In light of growing concern with exploitative lending practices, and recommendations from the Independent Review of the Small Amount Credit Contract (SACC) Laws (2015), the Commonwealth Government committed to passing legislative reform of payday loans and rent-to-buy schemes in 2017.[2]

While an exposure draft was released and consulted on late last year[3], no Government legislation has been forthcoming. In light of this, the Bill has been introduced as a private members bill by opposition Labor MP, Tim Hammond. It replicates the provisions contained in that exposure draft.

Key Provisions in the Bill

Key provisions in the Bill as introduced include:

  • a cap on the total payments that can be made under a consumer lease.[4] The permitted cap would be the sum of the base price of the goods hired under the lease and 0.04 multiplied by the base price for each whole month of the consumer lease, to a maximum of 48 months;
  • protected earnings.[5] The bill enables regulations to be set which will establish a protected earnings amount on SACC repayments for all consumers;
  • removal of the presumption that a SACC is unsuitable if the consumer entered into two or more SACCs in the last 90 days or is in default.[6] The protected earnings amount is seen as a more useful mechanism for protecting consumers.
  • a requirement for small amount credit contracts SACCs to have equal repayments and payment intervals.[7] This is a response to a concern that some SACC providers have been ‘front-loading’ repayments early in the term of the loan and requiring lower repayments later on. This has allowed the SACC provider to extend the term of the loan and thereby gain extra monthly fees;
  • where a consumer repays the loan early, a prohibition on SACC providers from charging monthly fees for the residual term of a loan;[8]
  • a prohibition on door-to-door selling of leases at residential homes, except by prior arrangement with the resident of the property;[9]
  • anti-avoidance protections; and increased penalties.[10] An avoidance scheme is one designed to prevent a contract being a SACC or consumer lease regulated under the Credit Act;

You can read more about the Bill at https://www.aph.gov.au/Parliamentary_Business/Bills_Legislation/Bills_Search_Results/Result?bId=r6057. As this is not Government legislation it remains to be seen whether it will have enough support to pass through Parliament, or whether the Commonwealth Government might introduce its own Bill.

[1] See Explanatory Memorandum and Statement of Compatibility with Human Rights at https://www.aph.gov.au/Parliamentary_Business/Bills_Legislation/Bills_Search_Results/Result?bId=r6057.

[2] See https://www.theguardian.com/australia-news/2017/mar/02/inaction-on-payday-loans-allowing-lenders-to-exploit-vulnerable for a good summary of the issue.

[3] See https://treasury.gov.au/consultation/c2017-t229374/.
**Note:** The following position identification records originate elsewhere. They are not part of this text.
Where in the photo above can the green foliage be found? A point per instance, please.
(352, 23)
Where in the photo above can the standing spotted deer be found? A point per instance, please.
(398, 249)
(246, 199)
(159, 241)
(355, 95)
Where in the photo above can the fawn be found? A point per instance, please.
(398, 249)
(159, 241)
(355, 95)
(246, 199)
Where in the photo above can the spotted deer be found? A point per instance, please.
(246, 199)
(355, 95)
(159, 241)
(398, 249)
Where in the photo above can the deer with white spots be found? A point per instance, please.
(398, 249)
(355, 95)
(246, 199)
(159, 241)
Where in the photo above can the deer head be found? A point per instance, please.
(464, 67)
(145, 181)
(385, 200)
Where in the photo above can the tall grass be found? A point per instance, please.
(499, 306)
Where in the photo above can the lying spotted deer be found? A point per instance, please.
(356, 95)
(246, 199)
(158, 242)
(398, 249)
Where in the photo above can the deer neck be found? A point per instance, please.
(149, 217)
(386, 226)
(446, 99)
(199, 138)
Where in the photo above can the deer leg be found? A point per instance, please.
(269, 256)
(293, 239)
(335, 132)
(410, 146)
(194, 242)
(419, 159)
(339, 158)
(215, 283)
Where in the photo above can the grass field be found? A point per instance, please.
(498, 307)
[4] See Schedule 1, items 58, 64 and 65, section 175AA (all section references are to the Bill).

[5] See Schedule 1, items 19 and 21, subsections 133CC(1), 133CD(1) and (2).

[6] Schedule 1, items 5, 7, 13 and 15, subsections 118(3A), 123(3A), 131(3A) and 133(3A).

[7] Schedule 1, item 21, section 133CE.

 

[8] Schedule 1, items 42, 44, 45 and 66, subsections 31C(1)-(4), 82(2) and (3).

[9] Schedule 1, items 62 and 64, subsection 179VA(1).

[10] Schedule 1, items 37, 38, 50, 51, 52, 53, 58, 60, 61, 63, 64, the Guide to Part 7-1,Division 1A, and sections 323A, 323B, 323C, and 323D of the Act, subsections 171(1) and (1A), section 172A, subsection 175AA(3), section 179.